Most this seems unbearably upbeat, at least for the migrants. But a darker side was also revealed in the papers, and other reports, this week. A report from Barking, new far right capital of the UK, noted that particularly vitriolic racism is now reserved for the new white migrants from Central and Eastern Europe. Reporting the views of an elderly white resident, one woman said:

"She said they told her that they had no problem with black people and that it was the eastern Europeans - the Poles and the Kosovans - that they were against. She gave me the leaflet. The headline was something like Keep Britain White. I realised then that they were going to have a lot of people fooled."

This confirms fears highlighted by protests and attacks on Eastern European migrants in Northern Ireland earlier this year.

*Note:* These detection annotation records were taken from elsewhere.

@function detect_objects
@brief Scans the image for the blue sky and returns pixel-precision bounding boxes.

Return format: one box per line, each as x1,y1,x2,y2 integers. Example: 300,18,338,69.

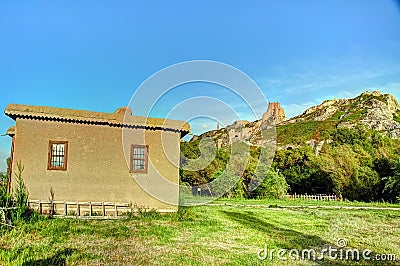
0,0,400,171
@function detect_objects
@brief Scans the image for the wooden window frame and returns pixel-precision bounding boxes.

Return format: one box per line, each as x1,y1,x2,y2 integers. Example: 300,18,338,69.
129,144,149,174
47,140,68,171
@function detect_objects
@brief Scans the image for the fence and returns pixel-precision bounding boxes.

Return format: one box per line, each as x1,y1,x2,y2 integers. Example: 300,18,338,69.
28,200,132,219
286,193,339,201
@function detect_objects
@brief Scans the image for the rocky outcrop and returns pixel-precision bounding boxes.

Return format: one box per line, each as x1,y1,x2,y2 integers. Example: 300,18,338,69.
282,91,400,138
193,91,400,150
261,102,286,124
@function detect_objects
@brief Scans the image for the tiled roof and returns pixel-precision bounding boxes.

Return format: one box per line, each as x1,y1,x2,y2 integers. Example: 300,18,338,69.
4,104,190,133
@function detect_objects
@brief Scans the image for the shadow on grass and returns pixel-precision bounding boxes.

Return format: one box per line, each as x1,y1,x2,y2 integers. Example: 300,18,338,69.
22,248,75,266
222,211,348,266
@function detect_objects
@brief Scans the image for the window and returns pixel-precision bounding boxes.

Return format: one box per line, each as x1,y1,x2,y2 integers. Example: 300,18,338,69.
47,140,68,171
131,145,148,173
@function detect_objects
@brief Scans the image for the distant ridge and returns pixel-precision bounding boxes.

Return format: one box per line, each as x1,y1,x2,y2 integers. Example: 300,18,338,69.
191,91,400,148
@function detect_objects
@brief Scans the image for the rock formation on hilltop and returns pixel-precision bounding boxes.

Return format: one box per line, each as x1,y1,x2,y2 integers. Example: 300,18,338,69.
188,91,400,148
261,102,286,124
282,91,400,138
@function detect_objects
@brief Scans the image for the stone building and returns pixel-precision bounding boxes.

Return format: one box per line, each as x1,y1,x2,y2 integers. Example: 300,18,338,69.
5,104,190,212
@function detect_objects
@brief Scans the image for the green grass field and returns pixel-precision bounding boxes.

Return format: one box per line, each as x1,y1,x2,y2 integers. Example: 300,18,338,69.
0,200,400,265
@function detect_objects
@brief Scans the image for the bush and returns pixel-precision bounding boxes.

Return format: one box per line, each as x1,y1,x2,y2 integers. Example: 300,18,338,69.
253,170,289,198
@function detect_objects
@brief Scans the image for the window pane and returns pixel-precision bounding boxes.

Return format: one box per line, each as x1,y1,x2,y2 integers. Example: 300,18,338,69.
131,146,147,171
51,144,65,167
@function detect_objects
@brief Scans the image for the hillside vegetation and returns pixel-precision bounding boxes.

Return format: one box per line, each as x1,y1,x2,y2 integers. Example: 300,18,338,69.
181,92,400,202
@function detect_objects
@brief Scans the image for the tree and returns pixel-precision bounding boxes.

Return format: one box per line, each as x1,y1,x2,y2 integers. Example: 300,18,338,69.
253,170,289,198
383,158,400,201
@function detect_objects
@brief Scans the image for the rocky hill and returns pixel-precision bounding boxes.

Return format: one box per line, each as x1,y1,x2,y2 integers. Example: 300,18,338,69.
281,91,400,138
192,91,400,148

And, building on those reports in the Observer today which refer to the deskilling of many migrants, who take jobs in the UK which are far below their acquired skill level, it is worth looking at the detail available in a Joseph Rowntree funded report (downloadable from here) from the Oxford migration centre COMPAS, which focuses particularly on the experience of those whose status changed on 1 May 2004, from either illegal migrant or migrant on a work permit, to lawful EU migrant enjoying freedom of movement. Revealing diaries from the migrants reprinted in the report belie the "official" version of happy smiling migrant Poles and others, willing to do long hours for low wages.

Here are a few snippets:

"Catering is such ungrateful and tiresome work, requiring so much physical effort and no intellectual effort… It is a big physical effort which definitely is not proportional to the payment. And in general this job is very dulling on a long term basis – burning one out intellectually I would say."
Polish female hospitality worker aged 28

"I am more and more nervous because of the fact that I am not able to get a job according to my education and skills and I still work manually which brings me down pretty much. Every day my mind is occupied by money! What is the fastest way to earn? I have no problem with manual work but I would like to use my brains and skills to earn money."
Slovak male former au pair

And the message is? Many, most, perhaps all of the residents of the UK have, in recent years, benefitted from the influx of low wage labour, which has picked the fruit, repaired the plumbing, and made the capuccinos. Maybe we should just be shrugging our shoulders and saying: it's the market. Perhaps that will be Roger Knapman's explanation for his hypocrisy. Or maybe we should recognise the situation for what it is: complex, in terms of its impacts upon both the migrants and the "host" communities.